For the latter concern, Hickel’s list of actions in Chapter 5, “Pathways to a Post-Capitalist World” felt like they could be much more popular than the name “degrowth” would imply. Hickel advocates for (universal public services)[https://jasonhickel.org/blog/2023/3/18/universal-public-services] as an essential component of the degrowth agenda. But for the majority of people, universal public services would improve their quality of life and therefore would not be seen as “degrowth”. Mamdani’s recent victory was based on an “affordability” agenda. The affordability gap has been increasing over many years and universal public services would be a means to address this gap. Mamdami focused on several such services, such as transport (free buses), food (community grocery stores) and housing (rent control). Many of his proposals stop far short of universal public services but are clearly on such a pathway.
Substitution vs exchange in semiotics
Clara Mattei’s paper on economics presents a “subjective” interpretation of Marx that reminds me very much of pragmatism. She says that “exchange is at the basis of any economic system.” This made me think of the role of substitution in logic and what Peirce says about the primary role of “illation” in logic and his shift in thinking from algebraic logic, with the principle of substitution of equals for equals, with a more topological approach with the existential graphs.
Philip Rose argues that illation is a relation of inferential growth.

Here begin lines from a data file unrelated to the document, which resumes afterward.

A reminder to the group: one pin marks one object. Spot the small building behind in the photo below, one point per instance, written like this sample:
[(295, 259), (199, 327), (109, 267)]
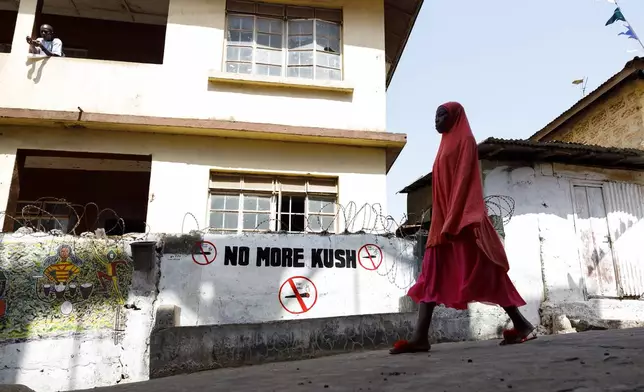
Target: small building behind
[(612, 115), (572, 220)]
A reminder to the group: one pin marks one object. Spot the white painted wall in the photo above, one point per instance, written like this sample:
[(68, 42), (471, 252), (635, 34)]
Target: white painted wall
[(541, 242), (181, 166), (227, 294), (180, 88)]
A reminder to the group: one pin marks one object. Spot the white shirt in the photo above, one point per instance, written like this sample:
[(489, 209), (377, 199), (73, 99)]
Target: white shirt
[(54, 46)]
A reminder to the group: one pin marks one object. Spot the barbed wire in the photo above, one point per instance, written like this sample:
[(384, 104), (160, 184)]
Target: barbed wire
[(34, 215), (331, 218), (500, 205)]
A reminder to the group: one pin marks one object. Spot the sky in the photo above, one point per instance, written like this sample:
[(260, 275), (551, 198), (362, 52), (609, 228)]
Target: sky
[(510, 63)]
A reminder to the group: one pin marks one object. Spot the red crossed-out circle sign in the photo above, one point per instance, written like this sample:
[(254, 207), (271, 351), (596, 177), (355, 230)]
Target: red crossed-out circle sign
[(298, 295), (370, 257), (204, 252)]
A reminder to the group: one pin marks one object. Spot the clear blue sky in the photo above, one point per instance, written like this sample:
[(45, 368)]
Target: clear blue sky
[(509, 62)]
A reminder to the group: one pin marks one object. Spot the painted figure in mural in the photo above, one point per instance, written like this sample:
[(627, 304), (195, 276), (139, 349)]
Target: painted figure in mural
[(63, 267), (464, 258), (110, 277)]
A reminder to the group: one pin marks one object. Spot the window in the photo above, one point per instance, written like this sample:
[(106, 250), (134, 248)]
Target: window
[(43, 215), (262, 203), (278, 40)]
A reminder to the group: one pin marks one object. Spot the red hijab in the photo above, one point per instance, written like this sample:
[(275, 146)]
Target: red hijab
[(457, 190)]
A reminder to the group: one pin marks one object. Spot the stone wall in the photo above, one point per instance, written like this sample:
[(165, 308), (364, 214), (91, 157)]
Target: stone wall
[(615, 120), (79, 312)]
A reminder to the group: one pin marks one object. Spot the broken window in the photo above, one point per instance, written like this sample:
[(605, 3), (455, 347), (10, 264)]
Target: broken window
[(281, 40), (262, 203), (116, 30)]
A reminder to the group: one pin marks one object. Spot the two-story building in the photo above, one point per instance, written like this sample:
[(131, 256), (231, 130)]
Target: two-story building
[(191, 114)]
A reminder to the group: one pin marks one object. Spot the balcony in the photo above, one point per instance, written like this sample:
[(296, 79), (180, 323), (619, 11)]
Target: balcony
[(129, 61)]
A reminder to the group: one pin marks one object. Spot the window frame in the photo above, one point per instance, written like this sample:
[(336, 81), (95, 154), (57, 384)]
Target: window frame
[(284, 65), (276, 196)]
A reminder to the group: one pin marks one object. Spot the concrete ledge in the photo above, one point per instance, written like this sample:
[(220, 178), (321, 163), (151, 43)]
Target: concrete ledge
[(191, 349), (215, 76), (594, 314), (14, 388)]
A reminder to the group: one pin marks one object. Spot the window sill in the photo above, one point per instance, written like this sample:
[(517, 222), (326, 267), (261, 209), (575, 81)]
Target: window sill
[(272, 81)]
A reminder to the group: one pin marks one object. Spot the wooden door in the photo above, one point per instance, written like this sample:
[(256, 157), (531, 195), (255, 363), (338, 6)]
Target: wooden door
[(595, 247)]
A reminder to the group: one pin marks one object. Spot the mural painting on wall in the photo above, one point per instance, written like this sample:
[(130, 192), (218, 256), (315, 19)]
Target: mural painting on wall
[(68, 289)]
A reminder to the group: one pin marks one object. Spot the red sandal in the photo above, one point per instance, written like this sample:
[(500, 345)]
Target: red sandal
[(404, 347)]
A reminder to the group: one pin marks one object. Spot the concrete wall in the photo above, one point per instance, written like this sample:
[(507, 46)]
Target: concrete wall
[(542, 244), (615, 120), (180, 87), (181, 167), (189, 314), (248, 278)]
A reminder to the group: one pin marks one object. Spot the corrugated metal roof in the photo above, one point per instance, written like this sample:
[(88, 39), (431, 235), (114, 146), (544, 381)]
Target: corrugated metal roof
[(632, 70), (514, 150)]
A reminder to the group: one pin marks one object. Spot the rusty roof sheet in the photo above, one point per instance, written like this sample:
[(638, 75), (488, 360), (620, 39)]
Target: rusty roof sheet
[(510, 150), (632, 70)]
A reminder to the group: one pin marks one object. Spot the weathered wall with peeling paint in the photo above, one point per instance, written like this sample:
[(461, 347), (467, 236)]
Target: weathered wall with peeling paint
[(542, 244), (342, 275), (616, 120)]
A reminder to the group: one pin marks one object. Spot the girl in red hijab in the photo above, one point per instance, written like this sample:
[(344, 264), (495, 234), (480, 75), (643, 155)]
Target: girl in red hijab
[(464, 257)]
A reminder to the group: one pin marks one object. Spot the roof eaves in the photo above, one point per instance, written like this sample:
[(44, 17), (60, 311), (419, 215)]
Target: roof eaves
[(634, 66), (394, 64)]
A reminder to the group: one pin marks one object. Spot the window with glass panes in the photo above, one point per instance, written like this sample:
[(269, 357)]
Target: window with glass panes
[(281, 40), (247, 203)]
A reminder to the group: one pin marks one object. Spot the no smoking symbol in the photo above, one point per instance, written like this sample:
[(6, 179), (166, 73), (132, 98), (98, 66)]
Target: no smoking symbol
[(370, 257), (204, 252), (298, 295)]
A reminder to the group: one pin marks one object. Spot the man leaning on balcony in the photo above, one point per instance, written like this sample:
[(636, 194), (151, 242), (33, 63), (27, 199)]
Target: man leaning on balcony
[(46, 44)]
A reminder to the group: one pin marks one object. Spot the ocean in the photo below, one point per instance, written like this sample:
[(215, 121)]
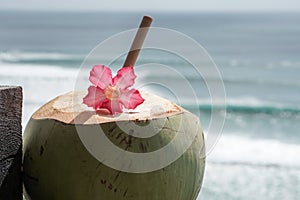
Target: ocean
[(257, 55)]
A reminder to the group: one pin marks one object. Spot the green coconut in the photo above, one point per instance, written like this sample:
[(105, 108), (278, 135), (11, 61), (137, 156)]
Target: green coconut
[(57, 165)]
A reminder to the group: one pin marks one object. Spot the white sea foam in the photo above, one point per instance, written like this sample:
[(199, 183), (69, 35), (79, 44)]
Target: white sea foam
[(14, 70), (234, 149), (14, 56)]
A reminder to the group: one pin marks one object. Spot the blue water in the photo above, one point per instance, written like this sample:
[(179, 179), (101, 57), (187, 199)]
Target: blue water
[(257, 156)]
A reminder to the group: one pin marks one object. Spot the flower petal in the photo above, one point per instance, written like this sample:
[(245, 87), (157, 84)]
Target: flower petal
[(131, 98), (101, 76), (124, 78), (113, 106), (95, 97)]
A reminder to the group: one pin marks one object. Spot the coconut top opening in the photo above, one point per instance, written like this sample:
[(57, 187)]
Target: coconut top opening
[(69, 109)]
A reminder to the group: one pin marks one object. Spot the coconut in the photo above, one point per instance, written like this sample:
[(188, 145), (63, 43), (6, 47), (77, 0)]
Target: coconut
[(58, 164)]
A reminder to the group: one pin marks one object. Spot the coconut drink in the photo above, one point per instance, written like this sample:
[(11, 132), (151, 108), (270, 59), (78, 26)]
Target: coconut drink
[(84, 145)]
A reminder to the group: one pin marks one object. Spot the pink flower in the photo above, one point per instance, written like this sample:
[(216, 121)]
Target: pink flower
[(112, 93)]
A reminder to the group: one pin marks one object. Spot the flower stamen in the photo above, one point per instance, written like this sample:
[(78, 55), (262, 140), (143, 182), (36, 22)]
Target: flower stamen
[(112, 93)]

Jules Hedges wrote a blog entry on modeling of emergence with lax functors. Is this purely a two-categorical notion, or is there a shadow of this relationship in Boolean or Heyting algebras. Hedges continues work with the CyberCat institute, which I have been neglecting due to my general distaste for game theory and preferring the Myers version. Nevertheless, this is probably still important work. There was a link to a paper on “Institutional Modelling” that was not free. I saved the paper in my semanticscholar library under CPSS.